Preheat oven to 350°F (175°C). Grease a 9x13-inch baking dish and set aside.
In a large bowl, mix warm milk, yeast, and granulated sugar. Let sit for 5 minutes until foamy.
Add melted butter, salt, and egg, stirring to combine.
Gradually mix in flour, stirring until a soft dough forms.
Transfer dough to a lightly floured surface and knead for 5 minutes until smooth.
Step 2: Roll & Fill the Dough
Roll the dough into a 12x18-inch rectangle on a floured surface.
Spread softened butter evenly over the dough.
In a small bowl, mix brown sugar and cinnamon, then sprinkle evenly over the buttered dough.
Step 3: Shape & Slice
Roll the dough tightly from the long side into a log.
Using a sharp knife or dental floss, cut the log into 12 equal rolls.
Place rolls in the prepared baking dish, leaving a little space between each.
Step 4: Quick Rise & Bake
Cover and let the rolls rise in a warm place for 15 minutes. (Tip: Turn your oven to the lowest setting for 2-3 minutes, then turn it off. Place the rolls inside for a warm rising environment!)
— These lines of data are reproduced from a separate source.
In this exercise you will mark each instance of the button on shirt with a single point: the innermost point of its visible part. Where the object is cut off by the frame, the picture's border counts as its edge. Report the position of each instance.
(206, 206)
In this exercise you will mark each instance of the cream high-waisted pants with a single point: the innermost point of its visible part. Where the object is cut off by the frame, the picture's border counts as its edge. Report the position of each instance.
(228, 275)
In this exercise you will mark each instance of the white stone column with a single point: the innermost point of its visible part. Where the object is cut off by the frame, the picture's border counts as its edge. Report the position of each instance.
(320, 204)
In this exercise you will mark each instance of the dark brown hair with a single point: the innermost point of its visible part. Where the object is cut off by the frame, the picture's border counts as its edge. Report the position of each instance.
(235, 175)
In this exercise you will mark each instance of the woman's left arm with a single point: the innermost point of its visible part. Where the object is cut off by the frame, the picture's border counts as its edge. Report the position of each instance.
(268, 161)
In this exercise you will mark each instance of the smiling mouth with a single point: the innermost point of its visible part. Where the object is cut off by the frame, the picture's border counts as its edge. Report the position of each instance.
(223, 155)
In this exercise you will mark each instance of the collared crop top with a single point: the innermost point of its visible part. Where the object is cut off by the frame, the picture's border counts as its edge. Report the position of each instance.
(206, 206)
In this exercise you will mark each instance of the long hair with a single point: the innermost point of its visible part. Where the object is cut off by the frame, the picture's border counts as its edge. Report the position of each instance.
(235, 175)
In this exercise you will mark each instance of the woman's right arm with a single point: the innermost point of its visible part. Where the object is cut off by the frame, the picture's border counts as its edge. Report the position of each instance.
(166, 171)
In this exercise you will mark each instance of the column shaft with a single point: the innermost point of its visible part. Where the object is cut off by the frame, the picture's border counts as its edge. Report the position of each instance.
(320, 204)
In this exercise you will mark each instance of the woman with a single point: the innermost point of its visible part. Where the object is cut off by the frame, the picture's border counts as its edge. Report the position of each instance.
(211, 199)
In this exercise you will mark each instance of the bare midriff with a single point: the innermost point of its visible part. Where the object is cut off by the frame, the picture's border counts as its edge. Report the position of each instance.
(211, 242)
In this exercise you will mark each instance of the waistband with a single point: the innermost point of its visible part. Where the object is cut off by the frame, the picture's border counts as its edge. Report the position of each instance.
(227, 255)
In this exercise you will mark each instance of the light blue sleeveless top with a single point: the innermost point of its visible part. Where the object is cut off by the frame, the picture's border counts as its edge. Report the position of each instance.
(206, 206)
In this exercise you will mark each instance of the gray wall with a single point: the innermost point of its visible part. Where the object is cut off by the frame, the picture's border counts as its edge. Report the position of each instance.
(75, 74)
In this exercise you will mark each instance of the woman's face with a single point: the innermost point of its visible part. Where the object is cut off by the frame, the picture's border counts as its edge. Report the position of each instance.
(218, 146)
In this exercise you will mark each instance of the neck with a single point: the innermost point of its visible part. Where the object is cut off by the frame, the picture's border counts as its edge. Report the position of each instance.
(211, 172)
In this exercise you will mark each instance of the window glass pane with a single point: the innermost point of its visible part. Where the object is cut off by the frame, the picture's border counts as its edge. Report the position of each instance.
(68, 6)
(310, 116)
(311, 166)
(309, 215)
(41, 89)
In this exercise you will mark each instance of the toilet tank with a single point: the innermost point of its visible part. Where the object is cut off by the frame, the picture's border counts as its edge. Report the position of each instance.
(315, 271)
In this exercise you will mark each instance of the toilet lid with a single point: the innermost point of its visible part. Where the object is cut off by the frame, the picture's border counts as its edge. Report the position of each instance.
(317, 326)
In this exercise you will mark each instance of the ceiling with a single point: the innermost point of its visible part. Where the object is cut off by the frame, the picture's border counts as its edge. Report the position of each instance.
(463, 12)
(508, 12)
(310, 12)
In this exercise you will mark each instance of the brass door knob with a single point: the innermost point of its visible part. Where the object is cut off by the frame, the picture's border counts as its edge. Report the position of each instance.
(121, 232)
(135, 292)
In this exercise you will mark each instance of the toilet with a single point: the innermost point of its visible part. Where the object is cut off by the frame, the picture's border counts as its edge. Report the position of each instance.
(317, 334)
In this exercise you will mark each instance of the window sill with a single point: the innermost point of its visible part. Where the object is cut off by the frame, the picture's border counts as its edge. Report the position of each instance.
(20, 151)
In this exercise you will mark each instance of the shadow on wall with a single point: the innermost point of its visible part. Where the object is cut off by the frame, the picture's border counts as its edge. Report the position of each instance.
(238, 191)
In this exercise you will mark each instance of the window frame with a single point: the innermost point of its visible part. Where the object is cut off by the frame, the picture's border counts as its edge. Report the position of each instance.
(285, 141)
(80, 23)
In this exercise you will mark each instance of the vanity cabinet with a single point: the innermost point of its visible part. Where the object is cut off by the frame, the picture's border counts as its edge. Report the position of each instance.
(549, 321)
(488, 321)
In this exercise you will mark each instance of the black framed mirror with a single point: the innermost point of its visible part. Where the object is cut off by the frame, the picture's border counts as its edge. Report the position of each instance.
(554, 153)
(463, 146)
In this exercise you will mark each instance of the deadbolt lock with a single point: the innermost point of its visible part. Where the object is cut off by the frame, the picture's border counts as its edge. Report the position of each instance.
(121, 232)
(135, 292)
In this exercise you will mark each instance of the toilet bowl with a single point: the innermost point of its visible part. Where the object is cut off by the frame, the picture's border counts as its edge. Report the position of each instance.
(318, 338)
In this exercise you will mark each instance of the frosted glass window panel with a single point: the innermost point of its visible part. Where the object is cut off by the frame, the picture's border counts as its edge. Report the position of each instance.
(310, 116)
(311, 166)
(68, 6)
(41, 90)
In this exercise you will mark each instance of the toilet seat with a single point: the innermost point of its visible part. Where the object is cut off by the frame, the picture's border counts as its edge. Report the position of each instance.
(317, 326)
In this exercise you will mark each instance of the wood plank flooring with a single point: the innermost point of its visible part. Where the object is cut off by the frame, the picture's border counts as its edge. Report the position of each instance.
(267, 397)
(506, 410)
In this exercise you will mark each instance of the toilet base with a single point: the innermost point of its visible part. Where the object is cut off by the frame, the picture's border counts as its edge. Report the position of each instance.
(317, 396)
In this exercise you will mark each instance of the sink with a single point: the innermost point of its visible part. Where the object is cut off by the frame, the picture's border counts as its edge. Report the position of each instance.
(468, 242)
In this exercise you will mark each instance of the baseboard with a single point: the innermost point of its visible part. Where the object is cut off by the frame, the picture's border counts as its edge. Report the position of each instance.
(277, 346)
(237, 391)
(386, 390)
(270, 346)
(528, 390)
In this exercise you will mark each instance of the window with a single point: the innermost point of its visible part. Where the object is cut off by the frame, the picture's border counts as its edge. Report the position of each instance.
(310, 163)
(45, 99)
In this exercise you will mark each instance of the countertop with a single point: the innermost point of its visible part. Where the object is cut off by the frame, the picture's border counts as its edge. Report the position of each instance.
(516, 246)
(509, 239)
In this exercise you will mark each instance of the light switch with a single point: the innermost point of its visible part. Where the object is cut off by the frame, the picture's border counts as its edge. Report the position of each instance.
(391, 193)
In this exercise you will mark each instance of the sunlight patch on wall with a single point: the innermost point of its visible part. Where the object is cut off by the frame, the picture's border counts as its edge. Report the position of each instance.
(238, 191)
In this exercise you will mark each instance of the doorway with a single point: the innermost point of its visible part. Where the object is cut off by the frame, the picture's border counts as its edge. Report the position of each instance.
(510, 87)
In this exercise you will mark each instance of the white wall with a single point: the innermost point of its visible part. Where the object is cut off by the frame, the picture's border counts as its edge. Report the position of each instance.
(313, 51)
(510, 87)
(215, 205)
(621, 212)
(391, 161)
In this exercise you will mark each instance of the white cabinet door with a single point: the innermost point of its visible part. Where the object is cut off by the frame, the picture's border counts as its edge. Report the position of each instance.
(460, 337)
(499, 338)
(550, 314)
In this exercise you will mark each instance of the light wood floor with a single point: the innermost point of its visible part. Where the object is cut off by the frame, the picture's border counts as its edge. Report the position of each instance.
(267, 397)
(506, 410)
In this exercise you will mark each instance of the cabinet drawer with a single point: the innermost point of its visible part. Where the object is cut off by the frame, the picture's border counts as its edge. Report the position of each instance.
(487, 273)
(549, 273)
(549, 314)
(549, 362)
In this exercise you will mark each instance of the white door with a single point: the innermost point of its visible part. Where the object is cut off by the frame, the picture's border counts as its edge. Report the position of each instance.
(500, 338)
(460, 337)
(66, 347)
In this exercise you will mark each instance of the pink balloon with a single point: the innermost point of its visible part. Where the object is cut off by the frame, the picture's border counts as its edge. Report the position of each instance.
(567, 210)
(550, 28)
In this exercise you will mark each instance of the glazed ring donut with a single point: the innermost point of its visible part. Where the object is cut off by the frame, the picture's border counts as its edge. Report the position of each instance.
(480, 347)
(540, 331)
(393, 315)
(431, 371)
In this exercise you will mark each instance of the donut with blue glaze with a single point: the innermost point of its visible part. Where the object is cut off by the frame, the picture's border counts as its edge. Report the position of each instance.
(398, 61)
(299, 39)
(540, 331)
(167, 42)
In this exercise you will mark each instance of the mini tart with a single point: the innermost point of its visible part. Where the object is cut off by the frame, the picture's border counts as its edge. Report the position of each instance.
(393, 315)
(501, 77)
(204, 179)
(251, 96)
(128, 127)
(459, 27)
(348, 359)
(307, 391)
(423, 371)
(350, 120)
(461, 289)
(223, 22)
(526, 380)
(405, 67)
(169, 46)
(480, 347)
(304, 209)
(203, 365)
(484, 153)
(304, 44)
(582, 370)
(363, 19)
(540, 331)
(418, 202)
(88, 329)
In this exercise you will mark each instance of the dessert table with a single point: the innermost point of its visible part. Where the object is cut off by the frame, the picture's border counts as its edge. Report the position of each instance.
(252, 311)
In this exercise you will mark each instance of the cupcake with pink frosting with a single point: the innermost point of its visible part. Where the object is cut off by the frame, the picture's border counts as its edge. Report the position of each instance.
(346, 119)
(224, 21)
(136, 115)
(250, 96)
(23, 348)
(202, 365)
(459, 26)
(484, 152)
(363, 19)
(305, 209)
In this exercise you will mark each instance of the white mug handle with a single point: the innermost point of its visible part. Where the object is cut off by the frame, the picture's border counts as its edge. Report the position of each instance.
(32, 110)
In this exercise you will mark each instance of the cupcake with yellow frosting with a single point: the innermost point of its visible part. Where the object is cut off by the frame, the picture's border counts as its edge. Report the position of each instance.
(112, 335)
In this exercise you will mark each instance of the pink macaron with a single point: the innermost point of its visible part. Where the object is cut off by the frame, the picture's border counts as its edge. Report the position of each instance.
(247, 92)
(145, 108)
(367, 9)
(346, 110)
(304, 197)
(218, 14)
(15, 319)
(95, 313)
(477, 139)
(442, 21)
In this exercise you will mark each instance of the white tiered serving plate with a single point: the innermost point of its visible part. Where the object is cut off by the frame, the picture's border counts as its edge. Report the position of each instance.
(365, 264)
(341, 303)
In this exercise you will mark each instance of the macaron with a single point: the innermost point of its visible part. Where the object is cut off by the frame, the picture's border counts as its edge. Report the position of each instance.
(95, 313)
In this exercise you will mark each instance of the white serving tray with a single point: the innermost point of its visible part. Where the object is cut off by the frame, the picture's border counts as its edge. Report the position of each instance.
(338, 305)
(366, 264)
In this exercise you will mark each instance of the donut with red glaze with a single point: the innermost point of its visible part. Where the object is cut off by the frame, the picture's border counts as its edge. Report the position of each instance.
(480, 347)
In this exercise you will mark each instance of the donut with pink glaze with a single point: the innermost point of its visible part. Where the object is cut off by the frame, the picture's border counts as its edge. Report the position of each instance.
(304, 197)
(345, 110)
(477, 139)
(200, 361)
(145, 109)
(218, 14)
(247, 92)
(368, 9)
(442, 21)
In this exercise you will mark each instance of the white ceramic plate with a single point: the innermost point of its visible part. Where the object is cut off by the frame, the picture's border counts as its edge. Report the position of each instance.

Bake for 20-22 minutes, or until the tops are golden brown.
Step 5: Make the Glaze & Serve
In a bowl, whisk together powdered sugar, milk, and vanilla extract until smooth.
Drizzle the glaze over warm cinnamon rolls and serve fresh!
Notes
Use Instant Yeast – Instant yeast works faster than active dry yeast, making these rolls quick and easy.
For Extra Gooey Rolls – Pour ¼ cup warm heavy cream over the rolls before baking.
Dental Floss Trick – Use unflavored dental floss to slice the rolls cleanly without squishing them.
Want a More Caramelized Bottom? – Spread melted butter & brown sugar in the baking dish before adding the rolls.
Double the Glaze – If you love extra frosting, double the glaze recipe for a thicker drizzle.